Dans ce numéro, la revue Multitudes présente dix-sept photographies inédites de la série Tennis Courts – Tennis Courts, Giasco Bertoli, Nieves, Zurich, 2009. de l’artiste Giasco Bertoli. Il a débuté cette série en 1999 dans le Sud de la Suisse, sa région d’origine, et l’a poursuivie jusqu’à aujourd’hui au gré de ses voyages.
Si le corps est l’un des thèmes récurrents de la pratique photographique de Bertoli, qui comprend de nombreux portraits, nus et photographies de mode, il s’en détourne ici totalement, en choisissant uniquement des lieux déserts, désertés.
Le traitement sériel opéré par Bertoli avec ces terrains de tennis n’induit aucune systématisation du cadrage, l’angle de vue se renouvelle à chaque photographie. Son approche consiste littéralement à tourner autour du sujet, à l’embrasser de façon plus ou moins large pour toujours laisser apparaître des indices contextuels. La forme même de l’objet a dicté la marche à suivre : une aire de jeu n’est pas une construction architecturale massive, ce n’est pas un objet opaque sur lequel bute le regard, mais une délimitation ou un aménagement d’espace qui interrompt autant qu’il laisse voir le paysage. C’est via l’appareil photographique et le grillage que le regard de l’artiste a traversé ces zones vides. Cette souplesse du regard, des points de vue, permet de souligner l’intégration de l’aire de jeu dans le paysage, elle devient un élément du décor qui participe par contraste à la composition du paysage.
Le terrain de tennis, rencontré dans de nombreux pays et dans des environnements variés, devient un témoin exposé systématiquement au passage du temps. Cet état de contemplation du photographe face au paysage, au rythme des saisons, à la géographie des différentes régions et des éventuelles constructions environnantes transparaît à travers de nombreux détails.
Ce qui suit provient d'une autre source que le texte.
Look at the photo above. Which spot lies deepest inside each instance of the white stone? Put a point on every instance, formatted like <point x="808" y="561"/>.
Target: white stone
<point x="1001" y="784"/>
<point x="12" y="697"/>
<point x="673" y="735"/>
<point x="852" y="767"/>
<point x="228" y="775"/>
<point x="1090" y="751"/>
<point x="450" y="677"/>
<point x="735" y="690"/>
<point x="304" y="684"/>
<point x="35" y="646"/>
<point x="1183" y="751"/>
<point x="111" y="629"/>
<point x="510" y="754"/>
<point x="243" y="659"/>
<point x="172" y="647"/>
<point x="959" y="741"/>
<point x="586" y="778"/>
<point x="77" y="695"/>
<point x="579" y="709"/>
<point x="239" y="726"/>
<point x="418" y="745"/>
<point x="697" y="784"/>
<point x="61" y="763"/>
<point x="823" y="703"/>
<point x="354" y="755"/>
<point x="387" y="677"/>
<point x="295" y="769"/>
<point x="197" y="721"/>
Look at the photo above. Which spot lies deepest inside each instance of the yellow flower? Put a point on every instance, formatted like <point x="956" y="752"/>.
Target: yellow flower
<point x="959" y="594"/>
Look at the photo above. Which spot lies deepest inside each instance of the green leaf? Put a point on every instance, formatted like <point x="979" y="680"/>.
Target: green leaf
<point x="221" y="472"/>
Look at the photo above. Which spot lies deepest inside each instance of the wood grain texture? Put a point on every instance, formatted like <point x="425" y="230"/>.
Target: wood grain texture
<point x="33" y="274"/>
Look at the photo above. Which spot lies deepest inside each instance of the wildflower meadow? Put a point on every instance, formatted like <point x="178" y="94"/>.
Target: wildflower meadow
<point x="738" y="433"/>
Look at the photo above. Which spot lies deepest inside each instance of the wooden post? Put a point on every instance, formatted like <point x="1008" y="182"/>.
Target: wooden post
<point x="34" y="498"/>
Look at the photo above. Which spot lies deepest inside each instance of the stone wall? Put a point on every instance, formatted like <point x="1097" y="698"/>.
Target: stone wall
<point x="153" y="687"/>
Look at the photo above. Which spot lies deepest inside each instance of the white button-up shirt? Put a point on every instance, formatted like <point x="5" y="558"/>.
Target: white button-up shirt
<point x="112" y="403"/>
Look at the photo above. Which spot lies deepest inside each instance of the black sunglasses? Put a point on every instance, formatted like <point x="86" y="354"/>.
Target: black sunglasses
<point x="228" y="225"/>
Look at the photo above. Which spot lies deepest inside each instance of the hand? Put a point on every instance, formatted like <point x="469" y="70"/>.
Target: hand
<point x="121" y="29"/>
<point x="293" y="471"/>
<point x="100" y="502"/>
Le degré d’altération des terrains, parfois laissés en friche, le filet pendant ou bien tendu, les haies bien taillées, la nature qui reprend le dessus, le court masqué par la neige sont autant d’éléments qui rappellent que : « le passage des saisons se fait l’écho de nos passions, de nos joies, de nos tristesses et de nos fantasmes »[[Extrait d’un entretien réalisé par mail en juin 2011 entre Giasco Bertoli et Caroline Soyez-Petithomme..
C’est bien sous le prisme du caractère pseudo-universel de l’activité sportive que le photographe nous donne à voir un trou dans notre environnement. Zone urbaine aisée ou populaire, semi-urbanisée, zone de villégiature, espace à l’abandon, campagne accueillent tous chacun à sa manière cette surface de 23,77 mètres par 8,23 mètres, entourée d’un grillage pour arrêter les balles.
Ces images offrent un décor, celui d’un court vide, à partir duquel s’organise un tableau qui peut être empreint de nostalgie, celle de l’absence de corps, du bruit régulier des échanges, mais qui ouvre aussi à une réflexion sur la banalité des lieux propices au mouvement dès lors qu’il se veut visible, dicible, évaluable. Ce n’est pas tant la présence humaine qui persiste dans cette vision que l’idée qu’elle ne peut pas se maintenir sans organisation : règles, tournois, occasions de rencontres sont indispensables pour habiter ces lieux.